Monday, January 21, 2013

Univariate statistics penalize multivariate filters

A while ago I wrote about simple accuracy statistics that, when applied to commercial pricing services, appear to be more than sufficient to delineate the good from the not so great. But I also mentioned that univariate statistics are somewhat simplistic, especially for assessing multivariate de-noising of market data. That comment was based on my numerical experiments, though it was somewhat underdeveloped.

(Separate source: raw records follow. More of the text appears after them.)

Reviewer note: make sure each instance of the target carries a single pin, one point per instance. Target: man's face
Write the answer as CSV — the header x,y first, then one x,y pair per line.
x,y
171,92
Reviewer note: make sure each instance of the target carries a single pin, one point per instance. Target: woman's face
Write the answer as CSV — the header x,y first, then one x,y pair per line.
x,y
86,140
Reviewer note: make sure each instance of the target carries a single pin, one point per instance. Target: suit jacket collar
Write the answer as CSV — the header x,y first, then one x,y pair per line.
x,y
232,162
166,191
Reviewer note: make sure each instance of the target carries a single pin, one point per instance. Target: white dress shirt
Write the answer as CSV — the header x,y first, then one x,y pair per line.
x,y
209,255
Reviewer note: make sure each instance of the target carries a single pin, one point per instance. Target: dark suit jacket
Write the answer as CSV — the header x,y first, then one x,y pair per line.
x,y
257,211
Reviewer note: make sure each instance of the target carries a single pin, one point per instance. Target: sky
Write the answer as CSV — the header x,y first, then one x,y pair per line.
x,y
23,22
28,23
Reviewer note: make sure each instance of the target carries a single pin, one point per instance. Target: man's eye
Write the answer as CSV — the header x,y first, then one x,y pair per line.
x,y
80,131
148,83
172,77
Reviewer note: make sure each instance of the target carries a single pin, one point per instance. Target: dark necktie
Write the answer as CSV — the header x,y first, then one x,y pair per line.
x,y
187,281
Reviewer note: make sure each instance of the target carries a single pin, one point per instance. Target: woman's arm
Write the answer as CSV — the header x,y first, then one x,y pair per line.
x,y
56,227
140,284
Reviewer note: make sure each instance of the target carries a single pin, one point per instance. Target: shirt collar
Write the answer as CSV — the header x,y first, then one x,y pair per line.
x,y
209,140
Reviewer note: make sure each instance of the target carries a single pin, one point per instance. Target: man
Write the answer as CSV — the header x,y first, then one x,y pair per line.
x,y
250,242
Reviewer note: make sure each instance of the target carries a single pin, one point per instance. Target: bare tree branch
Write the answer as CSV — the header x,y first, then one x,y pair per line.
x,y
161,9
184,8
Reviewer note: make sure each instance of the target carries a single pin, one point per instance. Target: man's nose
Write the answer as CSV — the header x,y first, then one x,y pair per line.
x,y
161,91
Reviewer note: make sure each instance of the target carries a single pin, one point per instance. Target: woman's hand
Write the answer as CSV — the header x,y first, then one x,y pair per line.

This writeup (thanks to Nick West and George Papanicolaou) is a clean exposition of the point and is based on an independent numerical study. Here is the abstract:
In this report a simple piecewise constant curve based model is used to analyze the ability of various assimilation methods to be calibrated to observed market yields. To simplify the analysis, we make the following assumptions: (i) the yield of a bond (the observed quantity) is simply the integral of the hazard function through the maturity of the bond; (ii) the levels of the hazard function follow independent random walks; (iii) different bonds on the curve (with di erent maturities) trade with different frequencies, some of them continuously and others in bursts; (iv) observations that occur near (in time) to other observations have correlated observation errors. Assumptions (i) and (ii) allows usto easily apply the the Kalman Filter to obtain the optimal estimates of price; (iii) and (iv) are derived from our observations and experience with bond data. It is shown that a multivariate Kalman Filter's estimate of the current yield is both more accurate and precise when compared to the true, unknown yield. Furthermore, it is demonstrated that when the "next trade" is chosen as a target, serial correlation in observation errors cause the last trade to be chosen as the most accurate predictor of next trade; however, it is much less accurate at estimating the true yield; this bias is most notable is actively traded bonds.

To be clear, the report is not advocating reliance on a Kalman Filter per se. Rather, it is using a simplified model where the true prices are known to illustrate that simple univariate tests give misleading results (unfairly penalizing multivariate filters).